0
0
TensorFlowml~8 mins

Confusion matrix visualization in TensorFlow - Model Metrics & Evaluation

Choose your learning style9 modes available
Metrics & Evaluation - Confusion matrix visualization
Which metric matters and WHY

When we want to see how well a model guesses categories, the confusion matrix helps us understand the details. It shows how many times the model got things right or wrong for each category. This helps us pick the right metric like accuracy, precision, or recall depending on what matters most for our problem.

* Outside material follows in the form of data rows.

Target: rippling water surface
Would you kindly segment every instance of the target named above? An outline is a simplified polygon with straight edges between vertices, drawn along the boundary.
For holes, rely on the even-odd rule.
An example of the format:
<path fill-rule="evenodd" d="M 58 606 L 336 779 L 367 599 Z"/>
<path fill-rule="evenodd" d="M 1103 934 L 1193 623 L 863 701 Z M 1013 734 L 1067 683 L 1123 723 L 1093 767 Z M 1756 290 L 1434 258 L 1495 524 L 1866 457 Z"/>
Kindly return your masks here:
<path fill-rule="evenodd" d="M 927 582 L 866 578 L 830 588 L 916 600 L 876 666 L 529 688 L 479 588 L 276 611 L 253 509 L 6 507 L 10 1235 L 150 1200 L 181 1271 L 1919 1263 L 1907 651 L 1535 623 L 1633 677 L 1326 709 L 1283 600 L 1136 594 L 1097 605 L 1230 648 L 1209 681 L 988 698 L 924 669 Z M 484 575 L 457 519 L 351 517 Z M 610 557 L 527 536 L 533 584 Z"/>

Confusion matrix visualization
          Predicted
          0     1
Actual 0 | 50 | 10 |
       1 |  5 | 35 |

Where:
- 50 = True Negative (TN)
- 10 = False Positive (FP)
- 5  = False Negative (FN)
- 35 = True Positive (TP)

Total samples = 50 + 10 + 5 + 35 = 100

This table shows how many times the model guessed each class correctly or incorrectly.

Precision vs Recall tradeoff with examples

Precision tells us how many of the items the model said were positive actually are positive. For example, in spam detection, high precision means few good emails are wrongly marked as spam.

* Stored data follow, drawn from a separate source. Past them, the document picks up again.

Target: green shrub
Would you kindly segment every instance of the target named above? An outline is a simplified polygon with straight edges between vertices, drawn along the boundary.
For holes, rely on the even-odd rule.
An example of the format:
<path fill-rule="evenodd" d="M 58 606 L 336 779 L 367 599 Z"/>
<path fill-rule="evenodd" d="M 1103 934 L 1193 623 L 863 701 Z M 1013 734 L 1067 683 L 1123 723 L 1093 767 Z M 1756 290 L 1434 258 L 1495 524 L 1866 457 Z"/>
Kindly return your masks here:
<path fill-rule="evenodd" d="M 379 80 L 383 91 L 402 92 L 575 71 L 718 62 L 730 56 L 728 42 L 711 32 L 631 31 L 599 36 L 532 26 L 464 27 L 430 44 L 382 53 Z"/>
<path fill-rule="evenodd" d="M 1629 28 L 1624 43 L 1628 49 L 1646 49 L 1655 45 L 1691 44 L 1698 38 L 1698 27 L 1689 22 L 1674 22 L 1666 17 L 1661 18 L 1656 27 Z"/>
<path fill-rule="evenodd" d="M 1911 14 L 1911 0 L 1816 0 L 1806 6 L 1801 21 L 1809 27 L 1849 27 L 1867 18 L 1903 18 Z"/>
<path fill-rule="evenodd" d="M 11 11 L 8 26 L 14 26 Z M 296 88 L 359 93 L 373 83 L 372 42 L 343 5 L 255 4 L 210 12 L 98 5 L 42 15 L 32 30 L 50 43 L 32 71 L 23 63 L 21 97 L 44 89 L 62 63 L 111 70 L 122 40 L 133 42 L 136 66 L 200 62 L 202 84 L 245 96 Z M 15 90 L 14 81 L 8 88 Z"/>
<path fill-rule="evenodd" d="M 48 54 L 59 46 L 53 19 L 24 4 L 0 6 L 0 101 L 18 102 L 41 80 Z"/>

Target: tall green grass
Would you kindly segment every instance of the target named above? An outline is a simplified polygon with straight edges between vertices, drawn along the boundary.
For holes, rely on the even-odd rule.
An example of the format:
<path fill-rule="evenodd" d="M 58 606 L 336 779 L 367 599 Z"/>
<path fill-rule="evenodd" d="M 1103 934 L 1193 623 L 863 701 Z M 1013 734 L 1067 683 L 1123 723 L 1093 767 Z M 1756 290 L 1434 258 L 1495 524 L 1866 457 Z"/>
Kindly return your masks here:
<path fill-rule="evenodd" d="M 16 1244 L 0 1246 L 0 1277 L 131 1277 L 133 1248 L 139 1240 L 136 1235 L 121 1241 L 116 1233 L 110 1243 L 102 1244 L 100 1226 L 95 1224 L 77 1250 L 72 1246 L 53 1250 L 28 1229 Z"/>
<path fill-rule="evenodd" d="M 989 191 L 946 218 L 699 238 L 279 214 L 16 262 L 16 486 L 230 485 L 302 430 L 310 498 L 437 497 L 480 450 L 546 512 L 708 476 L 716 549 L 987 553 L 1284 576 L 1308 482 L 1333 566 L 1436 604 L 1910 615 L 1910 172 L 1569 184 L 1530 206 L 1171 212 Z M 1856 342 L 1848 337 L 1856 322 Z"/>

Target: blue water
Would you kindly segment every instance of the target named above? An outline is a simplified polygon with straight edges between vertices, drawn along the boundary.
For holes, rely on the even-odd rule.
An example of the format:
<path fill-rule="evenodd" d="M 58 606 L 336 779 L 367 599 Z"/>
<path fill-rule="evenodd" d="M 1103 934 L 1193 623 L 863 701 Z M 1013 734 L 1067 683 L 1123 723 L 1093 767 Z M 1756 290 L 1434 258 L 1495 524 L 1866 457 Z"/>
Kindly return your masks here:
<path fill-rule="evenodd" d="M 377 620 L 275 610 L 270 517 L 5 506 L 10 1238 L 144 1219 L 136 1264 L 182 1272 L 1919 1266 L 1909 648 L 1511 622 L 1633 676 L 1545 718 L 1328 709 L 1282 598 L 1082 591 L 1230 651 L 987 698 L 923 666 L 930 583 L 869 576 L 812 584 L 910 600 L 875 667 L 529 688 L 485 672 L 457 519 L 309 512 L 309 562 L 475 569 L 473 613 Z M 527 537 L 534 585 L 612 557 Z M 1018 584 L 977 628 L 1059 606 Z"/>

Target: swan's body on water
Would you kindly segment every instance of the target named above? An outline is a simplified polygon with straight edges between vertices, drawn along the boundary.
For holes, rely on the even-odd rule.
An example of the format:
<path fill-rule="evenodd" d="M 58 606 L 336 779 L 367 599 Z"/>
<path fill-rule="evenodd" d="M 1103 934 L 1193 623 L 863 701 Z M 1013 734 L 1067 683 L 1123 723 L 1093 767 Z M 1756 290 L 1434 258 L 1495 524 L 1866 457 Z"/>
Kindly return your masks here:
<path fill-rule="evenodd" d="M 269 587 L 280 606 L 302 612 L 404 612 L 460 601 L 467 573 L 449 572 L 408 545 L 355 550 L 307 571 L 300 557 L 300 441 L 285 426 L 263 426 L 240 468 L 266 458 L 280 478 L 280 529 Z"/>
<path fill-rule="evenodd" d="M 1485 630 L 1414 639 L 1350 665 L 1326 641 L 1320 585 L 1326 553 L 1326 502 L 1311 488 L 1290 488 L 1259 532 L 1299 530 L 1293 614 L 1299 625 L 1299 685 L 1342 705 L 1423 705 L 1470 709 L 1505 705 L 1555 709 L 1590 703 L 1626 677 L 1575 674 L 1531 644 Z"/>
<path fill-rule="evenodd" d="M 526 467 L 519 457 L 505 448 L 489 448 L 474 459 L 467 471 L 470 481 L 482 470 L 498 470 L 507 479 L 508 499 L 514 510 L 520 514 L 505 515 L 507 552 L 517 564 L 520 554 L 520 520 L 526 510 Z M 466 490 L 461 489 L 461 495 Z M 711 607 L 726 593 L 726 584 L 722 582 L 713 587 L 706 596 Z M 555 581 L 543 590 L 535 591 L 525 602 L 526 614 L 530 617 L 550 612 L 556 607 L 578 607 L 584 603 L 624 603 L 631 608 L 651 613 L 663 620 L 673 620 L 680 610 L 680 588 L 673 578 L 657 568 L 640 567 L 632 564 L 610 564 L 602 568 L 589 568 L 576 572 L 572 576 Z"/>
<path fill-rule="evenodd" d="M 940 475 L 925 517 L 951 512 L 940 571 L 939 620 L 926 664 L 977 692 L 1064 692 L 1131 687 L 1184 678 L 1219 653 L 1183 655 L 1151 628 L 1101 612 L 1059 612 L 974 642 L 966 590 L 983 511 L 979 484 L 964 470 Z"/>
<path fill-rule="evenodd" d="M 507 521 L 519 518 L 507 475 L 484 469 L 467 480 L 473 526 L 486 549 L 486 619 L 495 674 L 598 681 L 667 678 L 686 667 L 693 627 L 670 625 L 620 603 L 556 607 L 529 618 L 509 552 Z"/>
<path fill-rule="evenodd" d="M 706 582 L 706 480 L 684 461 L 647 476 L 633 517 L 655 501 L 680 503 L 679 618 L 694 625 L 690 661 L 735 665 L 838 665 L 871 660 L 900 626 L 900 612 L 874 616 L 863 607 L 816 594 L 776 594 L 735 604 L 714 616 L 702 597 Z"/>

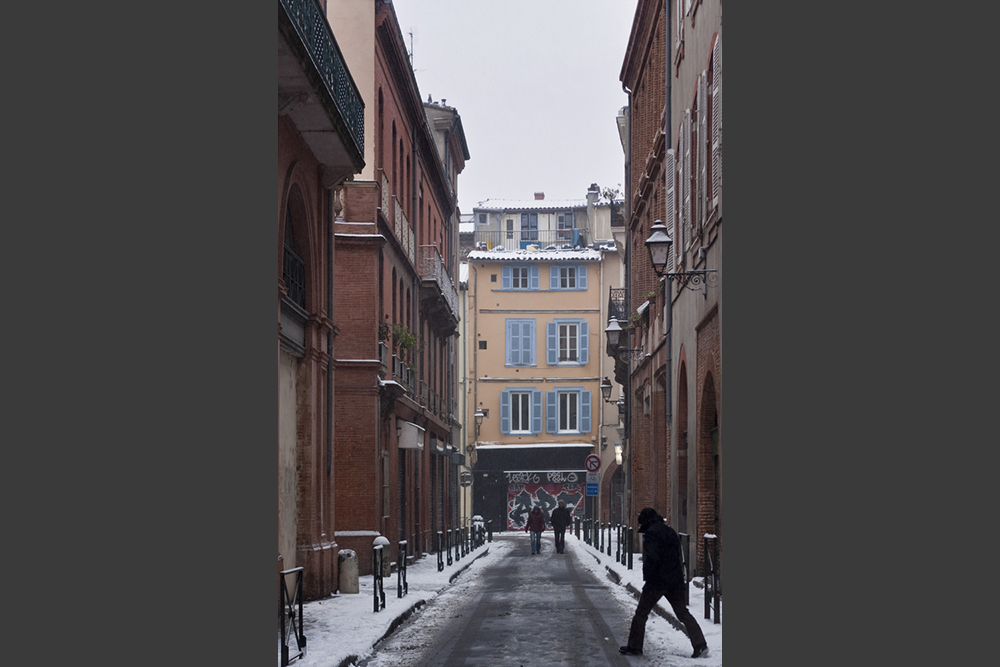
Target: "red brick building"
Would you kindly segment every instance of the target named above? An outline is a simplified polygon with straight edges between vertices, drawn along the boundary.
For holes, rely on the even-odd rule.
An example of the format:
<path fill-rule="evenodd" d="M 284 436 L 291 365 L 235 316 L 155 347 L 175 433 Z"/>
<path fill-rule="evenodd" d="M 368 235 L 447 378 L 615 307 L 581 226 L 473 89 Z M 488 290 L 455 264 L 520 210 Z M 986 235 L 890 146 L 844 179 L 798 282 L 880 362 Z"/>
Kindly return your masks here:
<path fill-rule="evenodd" d="M 332 202 L 364 167 L 363 114 L 322 3 L 279 0 L 278 569 L 304 568 L 307 599 L 338 581 Z"/>
<path fill-rule="evenodd" d="M 621 70 L 629 93 L 627 295 L 618 319 L 639 361 L 627 387 L 631 515 L 653 506 L 722 546 L 722 3 L 639 0 Z M 673 241 L 661 277 L 645 241 Z M 720 557 L 721 562 L 721 557 Z"/>
<path fill-rule="evenodd" d="M 371 572 L 458 528 L 455 335 L 461 118 L 424 102 L 391 3 L 344 0 L 341 41 L 365 100 L 365 163 L 334 203 L 336 540 Z"/>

Recall tells us how many of the actual positive items the model found. For example, in cancer detection, high recall means the model finds most cancer cases, even if it sometimes makes mistakes.

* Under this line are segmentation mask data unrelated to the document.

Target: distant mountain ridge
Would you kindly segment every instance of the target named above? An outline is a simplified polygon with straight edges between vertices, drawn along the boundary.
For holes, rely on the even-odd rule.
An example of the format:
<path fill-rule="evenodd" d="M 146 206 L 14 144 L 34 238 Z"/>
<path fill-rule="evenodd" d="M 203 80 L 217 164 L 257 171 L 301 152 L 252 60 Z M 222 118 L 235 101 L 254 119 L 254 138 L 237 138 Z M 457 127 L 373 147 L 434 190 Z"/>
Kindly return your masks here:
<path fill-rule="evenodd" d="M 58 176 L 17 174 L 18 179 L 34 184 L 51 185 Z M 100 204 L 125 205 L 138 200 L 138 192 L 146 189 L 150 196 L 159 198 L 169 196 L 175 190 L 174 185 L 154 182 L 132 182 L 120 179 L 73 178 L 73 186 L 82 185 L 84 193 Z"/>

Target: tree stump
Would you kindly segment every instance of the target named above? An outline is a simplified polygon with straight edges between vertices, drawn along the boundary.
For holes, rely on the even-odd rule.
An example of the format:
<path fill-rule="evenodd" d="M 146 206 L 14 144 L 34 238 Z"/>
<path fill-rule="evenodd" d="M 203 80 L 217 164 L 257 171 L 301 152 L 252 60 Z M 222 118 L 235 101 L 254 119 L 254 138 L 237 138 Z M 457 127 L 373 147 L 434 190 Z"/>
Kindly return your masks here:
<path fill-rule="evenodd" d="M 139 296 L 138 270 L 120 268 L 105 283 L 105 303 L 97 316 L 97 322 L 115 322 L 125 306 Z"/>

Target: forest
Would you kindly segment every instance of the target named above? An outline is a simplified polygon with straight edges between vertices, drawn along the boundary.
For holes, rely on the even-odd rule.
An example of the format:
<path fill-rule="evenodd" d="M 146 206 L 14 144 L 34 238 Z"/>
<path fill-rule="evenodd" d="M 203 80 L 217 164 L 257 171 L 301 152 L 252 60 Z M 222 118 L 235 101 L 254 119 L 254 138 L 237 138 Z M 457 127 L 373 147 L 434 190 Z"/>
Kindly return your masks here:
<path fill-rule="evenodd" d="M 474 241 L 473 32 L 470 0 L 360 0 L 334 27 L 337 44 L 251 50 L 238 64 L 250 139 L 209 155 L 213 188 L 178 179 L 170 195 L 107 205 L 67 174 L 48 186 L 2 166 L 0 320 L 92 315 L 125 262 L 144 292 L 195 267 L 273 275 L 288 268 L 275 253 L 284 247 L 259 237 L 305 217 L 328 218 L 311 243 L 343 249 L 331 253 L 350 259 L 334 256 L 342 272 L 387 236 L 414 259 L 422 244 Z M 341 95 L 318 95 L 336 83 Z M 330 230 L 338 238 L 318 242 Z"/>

Improving one often lowers the other, so we choose based on what is more important: avoiding false alarms or missing real cases.

What good vs bad metric values look like

For the confusion matrix above:

  • Precision = TP / (TP + FP) = 35 / (35 + 10) = 0.78 (78%)
  • Recall = TP / (TP + FN) = 35 / (35 + 5) = 0.88 (88%)
  • Accuracy = (TP + TN) / Total = (35 + 50) / 100 = 0.85 (85%)

Good: Precision and recall above 80% means the model is reliable in both finding positives and not making many mistakes.

Bad: Precision or recall below 50% means the model often makes wrong guesses or misses many positives.

Common pitfalls in metrics
  • Accuracy paradox: High accuracy can be misleading if classes are unbalanced. For example, if 95% of data is negative, a model that always guesses negative has 95% accuracy but is useless.
  • Data leakage: When the model accidentally learns from future or test data, metrics look better but the model fails in real use.
  • Overfitting: Very high training metrics but poor test metrics mean the model memorizes training data and won't generalize.
Self-check question

Your model has 98% accuracy but only 12% recall on fraud cases. Is it good for production?

Answer: No. The model misses 88% of fraud cases (low recall), which is dangerous. Even with high accuracy, it fails to catch most frauds, so it is not good for production.

Key Result
Confusion matrix helps visualize true/false positives and negatives to choose the right metric like precision or recall based on problem needs.